Finding Burgers, Bars and the Best Yelpers in Town

A Digestible PySpark Tutorial for Avid Python Users — Part 1

Photo by Eaters Collective on Unsplash

Some time back, Yelp made the move to share its repository to the public. As a Yelp user, when I learnt that it included a wealth of information on businesses, user reviews and user characteristics, I was eager to work on it. However, I quickly hit a roadblock when I realized that some of the files were to big too be uploaded onto my Jupyter Notebook. For someone with no prior coding experience, and who was just beginning to learn the basics of data analysis and machine learning, I decided to put that on hold.

Fast forward to yesterday. After spending the weekend trying to set up PySpark in Jupyter, I found out that Google Colab provides a much simpler solution to working with big data via PySpark, without all the frustrations of downloading and working with it locally. Naturally, I decided to work with the Yelp users dataset.

So again, I’ve decided to put the puzzle pieces together to make the journey as painless for someone else as I can make it.
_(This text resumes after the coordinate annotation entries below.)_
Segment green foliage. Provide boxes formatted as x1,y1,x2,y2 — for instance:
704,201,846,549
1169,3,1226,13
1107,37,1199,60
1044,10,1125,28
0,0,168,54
Whether you’ve stumbled across this article, or are facing similar frustrations, I’ve put together a menu for you below, so you can decide for yourself if this is worth your stay.

How PySpark Works: A Brief Recap

In summary, PySpark is a distributed computing framework: it allows data to be processed in parallel by distributing it across several nodes.

Distributed Data Parallelism

In general, operations on the memory are computationally cheaper than those on networks and disks. Spark gives users the option for significantly faster computing than systems like Hadoop by shifting as many operations on memory and minimize the amount on network, thereby reducing network traffic.

A Smooth and Easy PySpark Setup on Colab

Photo by Fahrul Azmi on Unsplash

Here is a list of libraries you’ll need to get started:

OS — to set your environment variables
findspark — makes PySpark importable
pyspark.sql.SparkSession — to access Spark functionality and work with Spark DataFrames
google.colab.driv e — to access the data file on my Drive
the file type you’re working with (in my case, it’s json)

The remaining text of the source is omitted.